Diversifikasi ke Sektor Surya
Akuisisi ini bukan sekadar penambahan aset, melainkan perubahan arah bisnis perseroan. Sebelumnya, ARKO dikenal sebagai emiten yang fokus menggarap pembangkit listrik tenaga air. Dengan masuknya Endorshine ke dalam grup, perseroan kini memiliki portofolio energi yang lebih beragam.
"Langkah diversifikasi ini merupakan bagian dari komitmen perseroan untuk memperkuat kontribusi terhadap pengembangan energi baru terbarukan (EBT) di Indonesia," ujar Presiden Direktur ARKO, Aldo Artoko, dalam keterangan resminya, Rabu (26/8/2026).
Saham Endorshine dibeli dari pemegang saham sebelumnya, Yang Solar Solutions Pte Ltd.

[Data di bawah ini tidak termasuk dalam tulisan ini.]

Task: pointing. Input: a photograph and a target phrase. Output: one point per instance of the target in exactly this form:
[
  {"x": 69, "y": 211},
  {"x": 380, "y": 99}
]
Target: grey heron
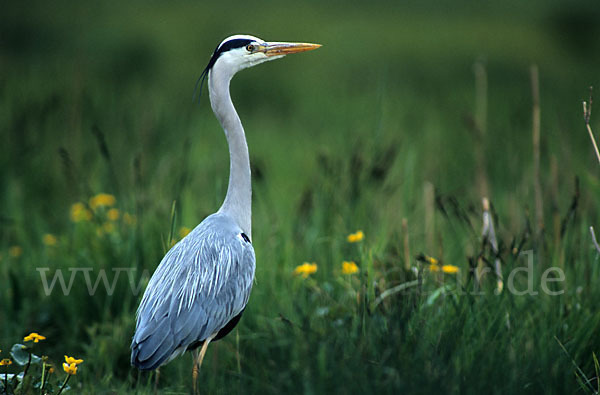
[{"x": 202, "y": 285}]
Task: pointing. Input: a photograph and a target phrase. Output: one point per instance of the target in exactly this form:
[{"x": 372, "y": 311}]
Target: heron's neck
[{"x": 238, "y": 201}]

Seluruh syarat pendahuluan atau conditions precedent dalam transaksi telah terpenuhi, sehingga proses akuisisi dinyatakan selesai tanpa perlu langkah tambahan.
Dua PLTS yang Kini Jadi Milik ARKO
Dengan kepemilikan baru ini, ARKO mengoperasikan dua pembangkit surya yang lokasinya strategis di kawasan industri Kepulauan Riau. PLTS di Bintan dan Batam melayani kebutuhan listrik di dua pulau yang menjadi pusat manufaktur dan perdagangan tersebut.
Total kapasitas gabungan sebesar 21,3 MWp ini menempatkan ARKO sebagai pemain baru di segmen PLTS atap maupun ground-mounted, meski skalanya masih tergolong menengah jika dibandingkan pemain besar lain di industri surya nasional.
Arti Penting Akuisisi bagi Perjalanan Bisnis ARKO
Transaksi ini menandai babak baru bagi perseroan yang selama ini identik dengan energi air. Dengan dua sumber energi terbarukan yang berbeda, ARKO berharap bisa menawarkan solusi listrik yang lebih fleksibel kepada pelanggan industri.
Kawasan Batam dan Bintan sendiri merupakan wilayah dengan pertumbuhan kebutuhan listrik yang tinggi, didorong aktivitas industri dan pariwisata. Kehadiran PLTS di dua lokasi ini memberi ARKO posisi tawar di pasar listrik hijau yang semakin diminati korporasi yang mengejar target netral karbon.
Meski nilai transaksi tidak diungkap secara rinci, penyelesaian akuisisi ini menjadi sinyal bahwa perseroan serius memperkuat porsi energi surya dalam bauran bisnisnya ke depan.